The tragedy at Virginia Tech demonstrates the human need for others and the devastating effect of isolation and loneliness in contemporary society, said Cardinal George Pell in his weekly column in the Sunday Telegraph.

The Cardinal-Archbishop of Sydney reflected on the isolated life of gunman Cho Seung-hui, who was responsible for the massacre of 32 people at the university. The Cardinal noted the student’s social seclusion and twisted writings.

“Normal life today includes increasing levels of loneliness and individual isolation,” Pell wrote. “Individualism reinforces this, with its message that the successful person is the one who relies on no one to get ahead.”

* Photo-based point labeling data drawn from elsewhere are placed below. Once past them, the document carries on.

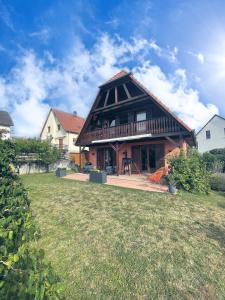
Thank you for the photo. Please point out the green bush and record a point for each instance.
(212, 163)
(23, 273)
(42, 149)
(220, 156)
(189, 172)
(217, 182)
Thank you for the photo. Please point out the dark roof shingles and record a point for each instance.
(69, 122)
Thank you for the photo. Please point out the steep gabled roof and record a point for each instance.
(162, 105)
(209, 122)
(68, 121)
(118, 75)
(5, 118)
(124, 76)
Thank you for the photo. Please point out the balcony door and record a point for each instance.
(106, 157)
(147, 158)
(61, 143)
(141, 117)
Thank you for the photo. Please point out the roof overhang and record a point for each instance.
(120, 139)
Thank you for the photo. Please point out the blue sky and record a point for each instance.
(57, 53)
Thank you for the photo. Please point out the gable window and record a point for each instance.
(112, 123)
(141, 116)
(208, 134)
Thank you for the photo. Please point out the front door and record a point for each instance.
(61, 143)
(148, 158)
(106, 157)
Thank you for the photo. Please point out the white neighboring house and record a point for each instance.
(6, 124)
(212, 135)
(62, 129)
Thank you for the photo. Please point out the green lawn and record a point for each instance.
(114, 243)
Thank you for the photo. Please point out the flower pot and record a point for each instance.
(60, 172)
(98, 177)
(172, 189)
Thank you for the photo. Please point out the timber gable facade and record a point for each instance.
(126, 119)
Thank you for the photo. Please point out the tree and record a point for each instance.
(189, 172)
(43, 151)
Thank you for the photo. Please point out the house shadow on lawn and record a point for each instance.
(216, 233)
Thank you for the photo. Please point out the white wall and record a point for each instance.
(5, 135)
(217, 140)
(68, 137)
(72, 147)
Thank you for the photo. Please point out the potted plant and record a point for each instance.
(98, 176)
(171, 184)
(60, 172)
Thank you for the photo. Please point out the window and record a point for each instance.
(208, 135)
(111, 98)
(121, 93)
(133, 89)
(141, 116)
(112, 123)
(102, 99)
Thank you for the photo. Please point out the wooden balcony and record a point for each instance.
(155, 127)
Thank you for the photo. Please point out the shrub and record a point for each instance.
(189, 171)
(220, 156)
(42, 149)
(23, 273)
(217, 182)
(212, 163)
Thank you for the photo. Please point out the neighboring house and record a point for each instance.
(62, 129)
(6, 124)
(212, 135)
(126, 119)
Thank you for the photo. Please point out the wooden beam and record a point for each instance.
(172, 141)
(127, 92)
(106, 98)
(117, 159)
(80, 156)
(116, 95)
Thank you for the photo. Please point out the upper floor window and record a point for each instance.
(141, 116)
(112, 123)
(208, 134)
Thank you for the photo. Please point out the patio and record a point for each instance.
(138, 182)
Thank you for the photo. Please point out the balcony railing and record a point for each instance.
(156, 126)
(60, 147)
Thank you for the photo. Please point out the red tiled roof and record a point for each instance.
(69, 122)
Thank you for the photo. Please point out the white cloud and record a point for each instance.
(43, 34)
(199, 56)
(35, 84)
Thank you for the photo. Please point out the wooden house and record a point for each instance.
(126, 120)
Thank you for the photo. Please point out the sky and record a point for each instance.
(56, 53)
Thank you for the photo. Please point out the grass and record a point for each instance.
(114, 243)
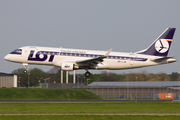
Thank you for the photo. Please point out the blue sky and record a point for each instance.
(124, 25)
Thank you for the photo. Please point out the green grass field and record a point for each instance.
(105, 108)
(45, 94)
(88, 117)
(78, 111)
(82, 109)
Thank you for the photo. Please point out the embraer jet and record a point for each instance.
(74, 59)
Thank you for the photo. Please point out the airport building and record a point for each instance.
(8, 80)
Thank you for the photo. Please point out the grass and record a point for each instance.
(89, 108)
(101, 108)
(45, 94)
(88, 117)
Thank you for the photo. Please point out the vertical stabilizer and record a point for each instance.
(161, 46)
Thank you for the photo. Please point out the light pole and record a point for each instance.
(28, 79)
(19, 81)
(136, 87)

“In many areas of life we are continually told that needing other people is a sign of weakness, and being needed by them is a trap which puts an end to our freedom,”
he wrote. “But to think that being completely self-reliant will protect us and make us strong is to get things exactly the wrong way around. We are weakest and most prone to self-harm and unkindness or selfishness to others when we are alone.”

Cardinal Pell emphasized that human weakness highlights our need for others. “When we accept this, goodness, happiness and hope become possible,” he continued. “When we reject it life becomes something we hate and all sorts of evils can follow, right up to suicide and murder.”  

“Cho will be remembered only as murderer, probably as a madman,” he concluded. “But he was not an alien or a demon, and perhaps there may be things we should learn from his blighted experience of life as we remember and pray for his victims.”